After the ninth round of talks in the tortuous process broke up in Brussels, with renewed commitments to find a way out of the impasse, there was clear acknowledgement the clock was ticking.
“To reach an agreement, these divergences must necessarily be overcome over the next weeks,” said Barnier.
Despite indicating there were signs of agreement in a number of areas, Frost warned disagreements over competition rules and fishing may be “impossible” to overcome without the EU giving ground.
“I am concerned that there is very little time now to resolve these issues ahead of the European Council on October 15,” he said.
Next steps may be determined on Saturday in a video conference between European Commission chief Ursula von der Leyen and Britain’s Prime Minister Boris Johnson.
Johnson — a key figure in the lengthy and divisive process to take Britain out of the bloc — said it was up to Brussels to agree to terms to unblock a deal.
“It’s all there, it’s just up to them,” he told the BBC, urging the EU to bow to common sense.
UK and EU officials said the two leaders would take stock of progress made in the latest round of talks even as von der Leyen again warned against a deal “at any price”.
“This is so difficult, but overall where there is a will there is a way. I think we should intensify the negotiations,” she told reporters after meeting leaders of the 27-member bloc.
German Chancellor Angela Merkel, who meets Barnier on Monday, said she believed a deal was still possible, though she said that the next days would be crucial.
“As long as negotiations continue, I am optimistic,” she said. But she could “not announce a breakthrough as a matter of course either. That will be decided in the next few days”.
Britain and Europe still disagree on how to assign fishing rights in UK waters and how to maintain a so-called level playing field in business and state subsidy regulations.

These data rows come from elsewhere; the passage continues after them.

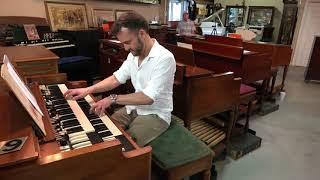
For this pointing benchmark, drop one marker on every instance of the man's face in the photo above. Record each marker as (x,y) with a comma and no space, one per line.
(131,40)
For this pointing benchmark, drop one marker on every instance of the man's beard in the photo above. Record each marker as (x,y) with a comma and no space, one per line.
(138,50)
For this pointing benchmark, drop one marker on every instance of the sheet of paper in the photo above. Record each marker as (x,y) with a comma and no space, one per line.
(23,88)
(184,45)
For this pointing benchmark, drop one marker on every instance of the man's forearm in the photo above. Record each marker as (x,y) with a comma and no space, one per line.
(134,99)
(105,85)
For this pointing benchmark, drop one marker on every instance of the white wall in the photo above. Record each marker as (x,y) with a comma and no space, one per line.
(36,8)
(309,28)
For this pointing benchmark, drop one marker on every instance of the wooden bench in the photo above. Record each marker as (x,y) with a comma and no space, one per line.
(178,153)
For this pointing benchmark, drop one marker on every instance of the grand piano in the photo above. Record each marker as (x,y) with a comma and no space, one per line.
(67,142)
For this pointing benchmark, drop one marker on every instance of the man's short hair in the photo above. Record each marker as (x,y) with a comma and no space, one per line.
(131,20)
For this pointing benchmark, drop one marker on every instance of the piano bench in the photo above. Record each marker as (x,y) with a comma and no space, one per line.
(180,154)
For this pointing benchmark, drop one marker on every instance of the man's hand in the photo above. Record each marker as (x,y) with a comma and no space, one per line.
(100,106)
(75,94)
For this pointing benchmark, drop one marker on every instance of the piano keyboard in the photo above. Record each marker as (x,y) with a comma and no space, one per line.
(75,126)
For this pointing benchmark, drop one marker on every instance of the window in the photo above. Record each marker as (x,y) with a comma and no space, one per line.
(176,9)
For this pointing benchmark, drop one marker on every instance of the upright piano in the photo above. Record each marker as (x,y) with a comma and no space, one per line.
(67,142)
(249,65)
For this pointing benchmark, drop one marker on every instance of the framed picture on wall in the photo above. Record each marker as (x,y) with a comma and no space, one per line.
(119,12)
(260,15)
(99,16)
(70,16)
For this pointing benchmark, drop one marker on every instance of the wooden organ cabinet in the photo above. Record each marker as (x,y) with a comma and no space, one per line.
(32,60)
(67,142)
(288,22)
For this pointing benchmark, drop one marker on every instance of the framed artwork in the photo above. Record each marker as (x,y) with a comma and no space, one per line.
(260,15)
(99,16)
(70,16)
(31,31)
(119,12)
(235,15)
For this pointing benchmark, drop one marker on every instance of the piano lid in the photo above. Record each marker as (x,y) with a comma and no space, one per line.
(22,92)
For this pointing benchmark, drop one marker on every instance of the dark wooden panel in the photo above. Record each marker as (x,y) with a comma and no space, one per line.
(313,71)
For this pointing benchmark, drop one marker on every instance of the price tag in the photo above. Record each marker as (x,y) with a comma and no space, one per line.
(12,145)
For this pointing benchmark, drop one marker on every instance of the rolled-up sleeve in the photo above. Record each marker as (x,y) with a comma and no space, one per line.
(123,73)
(162,78)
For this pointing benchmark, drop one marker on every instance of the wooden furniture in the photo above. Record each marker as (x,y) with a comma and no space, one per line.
(107,158)
(279,55)
(288,22)
(32,60)
(249,65)
(180,154)
(313,70)
(111,55)
(224,40)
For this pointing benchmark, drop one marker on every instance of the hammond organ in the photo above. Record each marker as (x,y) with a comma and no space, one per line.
(70,143)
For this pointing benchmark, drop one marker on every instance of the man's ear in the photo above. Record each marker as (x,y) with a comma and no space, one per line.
(142,32)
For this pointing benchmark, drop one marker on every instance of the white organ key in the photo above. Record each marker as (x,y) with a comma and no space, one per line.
(105,119)
(78,140)
(62,46)
(74,135)
(82,144)
(83,120)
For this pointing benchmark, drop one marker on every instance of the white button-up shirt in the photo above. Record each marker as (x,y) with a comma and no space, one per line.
(154,77)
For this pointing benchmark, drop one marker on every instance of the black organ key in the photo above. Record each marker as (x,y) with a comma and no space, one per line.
(96,121)
(69,116)
(61,106)
(105,133)
(94,137)
(68,124)
(74,130)
(58,102)
(65,111)
(100,127)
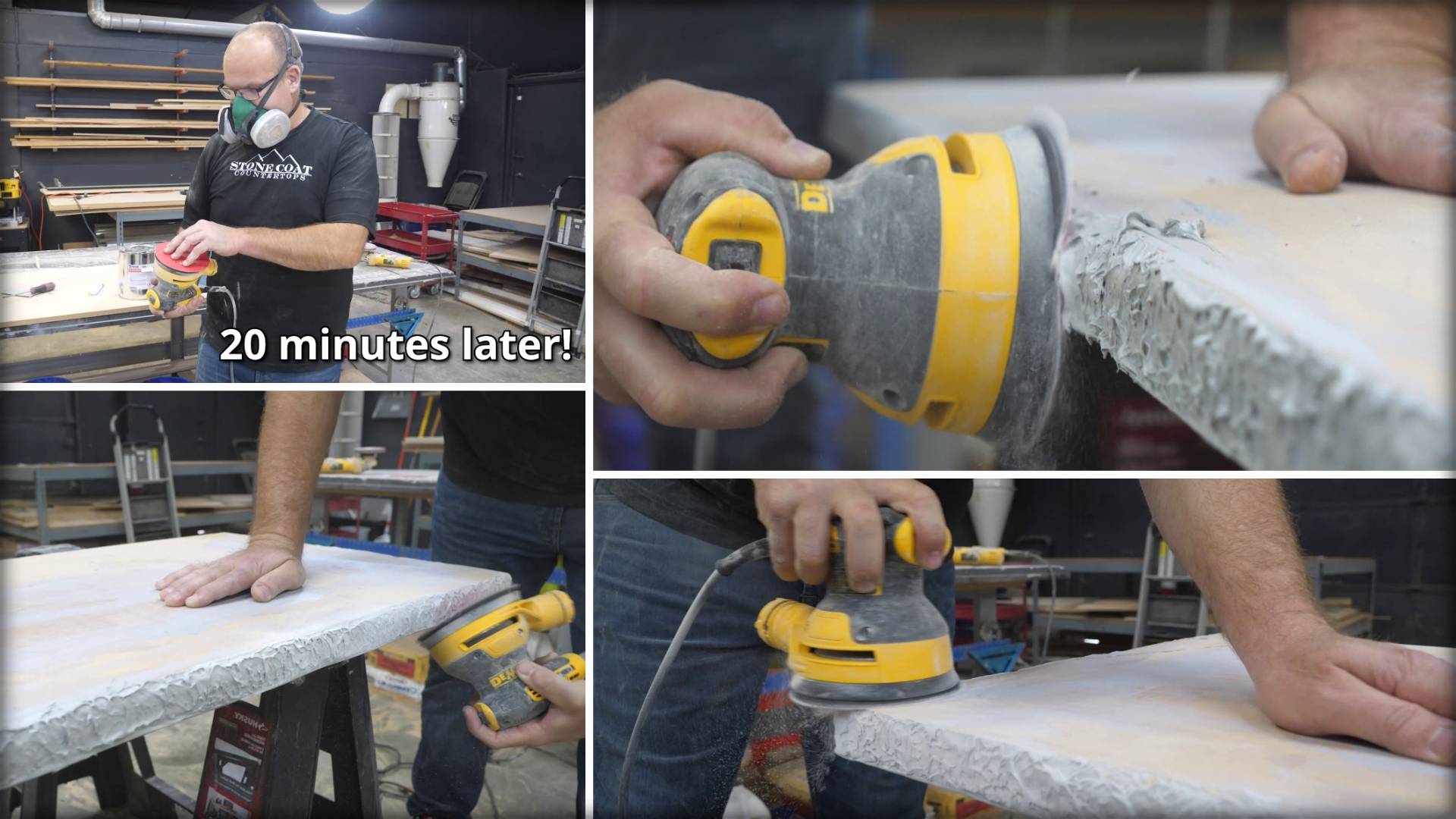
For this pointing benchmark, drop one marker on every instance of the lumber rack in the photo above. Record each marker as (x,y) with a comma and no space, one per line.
(324,710)
(982,583)
(42,474)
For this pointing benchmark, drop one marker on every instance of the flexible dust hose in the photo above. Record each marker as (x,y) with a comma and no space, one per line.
(724,567)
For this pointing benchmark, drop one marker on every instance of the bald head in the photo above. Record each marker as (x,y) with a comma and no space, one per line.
(254,57)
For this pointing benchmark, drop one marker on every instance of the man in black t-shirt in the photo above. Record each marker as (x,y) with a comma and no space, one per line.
(286,221)
(510,499)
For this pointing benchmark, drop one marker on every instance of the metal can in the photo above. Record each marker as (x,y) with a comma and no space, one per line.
(137,270)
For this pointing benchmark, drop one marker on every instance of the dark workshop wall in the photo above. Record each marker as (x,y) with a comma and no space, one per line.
(1404,523)
(504,39)
(69,426)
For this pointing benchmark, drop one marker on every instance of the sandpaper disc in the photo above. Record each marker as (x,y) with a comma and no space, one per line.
(175,264)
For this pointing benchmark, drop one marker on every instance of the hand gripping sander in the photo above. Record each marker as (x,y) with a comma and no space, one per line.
(849,651)
(864,649)
(922,278)
(177,283)
(484,646)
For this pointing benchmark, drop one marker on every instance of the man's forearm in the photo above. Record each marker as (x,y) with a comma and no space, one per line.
(291,445)
(1238,542)
(328,245)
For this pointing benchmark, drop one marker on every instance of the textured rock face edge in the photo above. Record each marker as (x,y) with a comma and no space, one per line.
(1241,384)
(61,738)
(1022,780)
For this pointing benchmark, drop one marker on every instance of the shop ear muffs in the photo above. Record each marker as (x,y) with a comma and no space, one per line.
(254,124)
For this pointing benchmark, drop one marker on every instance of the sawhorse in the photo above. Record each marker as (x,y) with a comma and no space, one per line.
(327,710)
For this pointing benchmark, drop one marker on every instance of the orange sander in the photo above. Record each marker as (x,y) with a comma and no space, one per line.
(178,283)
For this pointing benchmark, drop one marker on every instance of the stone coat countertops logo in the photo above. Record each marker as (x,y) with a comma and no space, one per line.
(271,165)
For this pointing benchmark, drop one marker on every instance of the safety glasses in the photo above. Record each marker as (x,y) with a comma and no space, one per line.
(254,95)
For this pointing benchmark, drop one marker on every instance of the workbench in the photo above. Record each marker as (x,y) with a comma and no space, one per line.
(1318,567)
(982,583)
(72,308)
(42,474)
(1298,333)
(402,487)
(93,662)
(1163,730)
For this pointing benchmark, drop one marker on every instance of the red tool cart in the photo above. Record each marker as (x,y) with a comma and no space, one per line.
(419,245)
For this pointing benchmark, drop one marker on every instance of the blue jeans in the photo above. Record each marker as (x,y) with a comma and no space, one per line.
(692,742)
(525,541)
(213,369)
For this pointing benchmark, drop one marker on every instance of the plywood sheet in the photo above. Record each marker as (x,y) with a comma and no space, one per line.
(528,215)
(92,657)
(1168,729)
(77,271)
(523,251)
(1299,333)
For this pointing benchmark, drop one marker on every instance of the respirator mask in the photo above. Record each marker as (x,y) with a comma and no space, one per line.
(253,123)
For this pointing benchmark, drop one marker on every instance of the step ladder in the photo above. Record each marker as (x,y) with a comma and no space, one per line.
(1161,566)
(145,466)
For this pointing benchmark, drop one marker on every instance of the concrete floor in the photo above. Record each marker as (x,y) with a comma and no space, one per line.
(526,781)
(449,318)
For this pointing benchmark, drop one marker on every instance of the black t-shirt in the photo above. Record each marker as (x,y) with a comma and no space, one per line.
(324,171)
(721,512)
(517,447)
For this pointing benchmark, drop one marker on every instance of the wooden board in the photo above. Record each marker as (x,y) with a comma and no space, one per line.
(72,297)
(112,85)
(1163,730)
(92,657)
(526,215)
(1313,330)
(74,273)
(63,203)
(139,67)
(134,123)
(67,513)
(424,444)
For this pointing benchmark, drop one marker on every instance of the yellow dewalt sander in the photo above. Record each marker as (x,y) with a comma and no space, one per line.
(922,278)
(177,283)
(484,646)
(865,649)
(852,651)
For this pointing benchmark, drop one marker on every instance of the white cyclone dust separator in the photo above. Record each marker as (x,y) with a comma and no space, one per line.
(990,506)
(438,130)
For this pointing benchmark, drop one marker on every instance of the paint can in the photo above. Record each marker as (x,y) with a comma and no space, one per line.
(137,270)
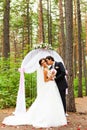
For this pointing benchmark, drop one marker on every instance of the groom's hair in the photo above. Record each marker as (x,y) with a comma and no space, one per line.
(50,58)
(40,61)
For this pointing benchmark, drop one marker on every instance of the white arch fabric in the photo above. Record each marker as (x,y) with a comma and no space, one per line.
(29,65)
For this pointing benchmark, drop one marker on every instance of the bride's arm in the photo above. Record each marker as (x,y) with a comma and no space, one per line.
(46,78)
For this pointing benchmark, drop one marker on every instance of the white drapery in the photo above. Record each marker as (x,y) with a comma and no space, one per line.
(29,65)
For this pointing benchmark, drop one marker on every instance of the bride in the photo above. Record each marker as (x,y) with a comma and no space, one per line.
(47,109)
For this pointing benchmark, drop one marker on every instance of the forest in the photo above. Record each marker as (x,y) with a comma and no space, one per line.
(27,23)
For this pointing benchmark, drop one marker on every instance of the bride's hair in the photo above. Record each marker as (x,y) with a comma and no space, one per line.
(40,61)
(50,58)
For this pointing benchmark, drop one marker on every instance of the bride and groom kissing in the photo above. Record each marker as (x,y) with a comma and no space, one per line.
(49,107)
(58,70)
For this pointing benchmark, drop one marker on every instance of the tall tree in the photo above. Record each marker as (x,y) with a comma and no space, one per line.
(6,43)
(79,48)
(63,41)
(69,54)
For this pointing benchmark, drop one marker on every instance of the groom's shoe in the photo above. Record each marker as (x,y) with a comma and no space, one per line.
(67,114)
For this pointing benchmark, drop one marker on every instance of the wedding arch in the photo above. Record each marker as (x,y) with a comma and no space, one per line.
(30,64)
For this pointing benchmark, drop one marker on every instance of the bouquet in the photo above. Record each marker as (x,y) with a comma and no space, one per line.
(52,73)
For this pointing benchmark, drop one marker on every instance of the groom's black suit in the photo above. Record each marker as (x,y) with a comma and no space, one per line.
(61,81)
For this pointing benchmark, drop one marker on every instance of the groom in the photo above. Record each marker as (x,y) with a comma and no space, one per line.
(60,78)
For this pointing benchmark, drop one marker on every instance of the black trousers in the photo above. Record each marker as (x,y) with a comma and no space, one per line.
(63,97)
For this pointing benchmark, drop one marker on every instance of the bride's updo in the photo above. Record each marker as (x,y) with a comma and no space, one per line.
(40,61)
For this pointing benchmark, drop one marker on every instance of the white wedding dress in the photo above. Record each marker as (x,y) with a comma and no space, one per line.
(47,109)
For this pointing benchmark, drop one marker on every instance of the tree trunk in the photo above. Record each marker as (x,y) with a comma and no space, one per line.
(6,43)
(62,30)
(40,23)
(69,54)
(79,49)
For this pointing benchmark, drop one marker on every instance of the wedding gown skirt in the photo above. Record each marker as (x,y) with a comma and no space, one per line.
(46,111)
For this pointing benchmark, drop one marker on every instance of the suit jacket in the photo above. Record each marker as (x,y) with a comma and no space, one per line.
(60,76)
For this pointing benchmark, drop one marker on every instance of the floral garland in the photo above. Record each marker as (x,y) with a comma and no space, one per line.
(43,46)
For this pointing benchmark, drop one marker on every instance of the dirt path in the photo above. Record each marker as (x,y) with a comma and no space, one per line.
(76,121)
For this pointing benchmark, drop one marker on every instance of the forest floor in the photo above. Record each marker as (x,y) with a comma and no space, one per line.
(76,121)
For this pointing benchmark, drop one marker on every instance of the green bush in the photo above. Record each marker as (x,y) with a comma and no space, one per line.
(9,84)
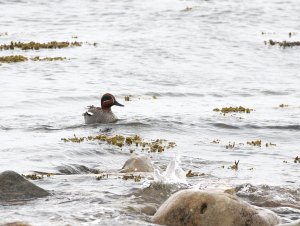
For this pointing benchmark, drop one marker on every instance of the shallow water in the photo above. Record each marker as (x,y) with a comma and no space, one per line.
(193,61)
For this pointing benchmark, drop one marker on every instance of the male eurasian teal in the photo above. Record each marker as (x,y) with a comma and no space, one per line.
(103,114)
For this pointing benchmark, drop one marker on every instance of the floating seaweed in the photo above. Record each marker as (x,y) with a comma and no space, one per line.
(259,143)
(132,177)
(3,33)
(37,58)
(102,176)
(34,176)
(270,144)
(239,109)
(193,174)
(230,145)
(216,141)
(158,145)
(282,44)
(37,45)
(235,166)
(13,59)
(254,143)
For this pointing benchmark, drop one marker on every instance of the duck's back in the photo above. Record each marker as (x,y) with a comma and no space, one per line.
(97,115)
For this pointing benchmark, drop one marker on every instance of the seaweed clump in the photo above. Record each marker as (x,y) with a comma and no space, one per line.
(132,177)
(158,145)
(13,59)
(282,44)
(254,143)
(33,176)
(239,109)
(193,174)
(38,45)
(101,177)
(259,143)
(235,166)
(37,58)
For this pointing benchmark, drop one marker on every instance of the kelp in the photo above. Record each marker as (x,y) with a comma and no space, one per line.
(132,177)
(13,59)
(239,109)
(38,45)
(158,145)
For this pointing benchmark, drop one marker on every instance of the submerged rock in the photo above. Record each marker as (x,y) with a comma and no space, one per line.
(198,208)
(14,187)
(138,164)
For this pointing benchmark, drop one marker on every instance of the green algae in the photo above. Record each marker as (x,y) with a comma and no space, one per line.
(254,143)
(132,177)
(33,176)
(216,141)
(283,44)
(20,58)
(13,59)
(158,145)
(3,34)
(102,176)
(230,145)
(37,58)
(37,45)
(193,174)
(235,166)
(240,109)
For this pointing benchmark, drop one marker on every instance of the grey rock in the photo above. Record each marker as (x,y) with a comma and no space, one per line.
(198,208)
(13,187)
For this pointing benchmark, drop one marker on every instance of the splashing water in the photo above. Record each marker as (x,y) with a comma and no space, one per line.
(174,174)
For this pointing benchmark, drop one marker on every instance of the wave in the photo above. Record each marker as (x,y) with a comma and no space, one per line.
(76,169)
(250,126)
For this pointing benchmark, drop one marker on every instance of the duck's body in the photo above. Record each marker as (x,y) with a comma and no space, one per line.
(103,114)
(97,115)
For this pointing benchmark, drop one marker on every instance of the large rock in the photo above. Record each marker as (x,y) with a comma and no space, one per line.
(198,208)
(13,187)
(138,164)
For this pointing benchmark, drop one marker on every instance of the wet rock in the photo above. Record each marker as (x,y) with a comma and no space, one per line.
(198,208)
(138,164)
(13,187)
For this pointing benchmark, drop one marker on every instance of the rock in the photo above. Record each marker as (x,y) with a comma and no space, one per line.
(199,208)
(13,187)
(137,164)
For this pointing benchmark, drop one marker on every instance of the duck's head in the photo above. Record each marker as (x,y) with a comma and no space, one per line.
(108,100)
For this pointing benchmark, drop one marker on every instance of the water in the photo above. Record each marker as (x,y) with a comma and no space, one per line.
(192,60)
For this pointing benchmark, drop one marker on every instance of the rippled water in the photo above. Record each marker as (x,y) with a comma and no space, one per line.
(192,60)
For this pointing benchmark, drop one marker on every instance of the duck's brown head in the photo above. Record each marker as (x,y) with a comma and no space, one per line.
(108,100)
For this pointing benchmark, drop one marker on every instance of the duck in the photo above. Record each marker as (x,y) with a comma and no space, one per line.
(102,114)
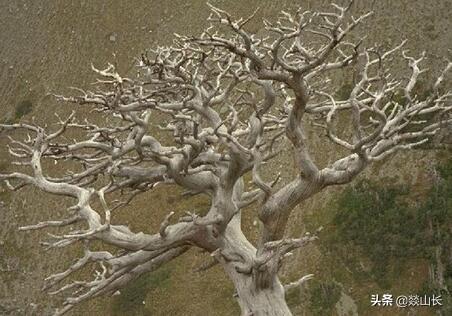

Diplomats say the British side has been pushing for the negotiations to head into a “tunnel” — diplomatic jargon for a closed door, secretive dash to the finish line, allowing negotiators to make concessions without public pressure.
But European officials say the time is not right, as they are yet to be convinced that Johnson can be trusted to budge. “We’re not there yet, we’re not coming in to land, we’re not at the tunnel,” one said.
The von der Leyen and Johnson call also follows the launch of legal action by Brussels in response to the British government’s attempt to overturn parts of the Brexit withdrawal agreement.
On Tuesday, British MPs backed a bill to regulate the UK’s internal market from January 1, when Britain completes its post-Brexit transition period and leaves the EU single market and customs union.
Johnson has pushed on with the legislation — despite concerns in his own party and a warning from Washington that it puts Irish peace at risk.
The row over the bill has not scuppered the trade talks, but increased doubts among the Europeans that Johnson is pursuing the deal.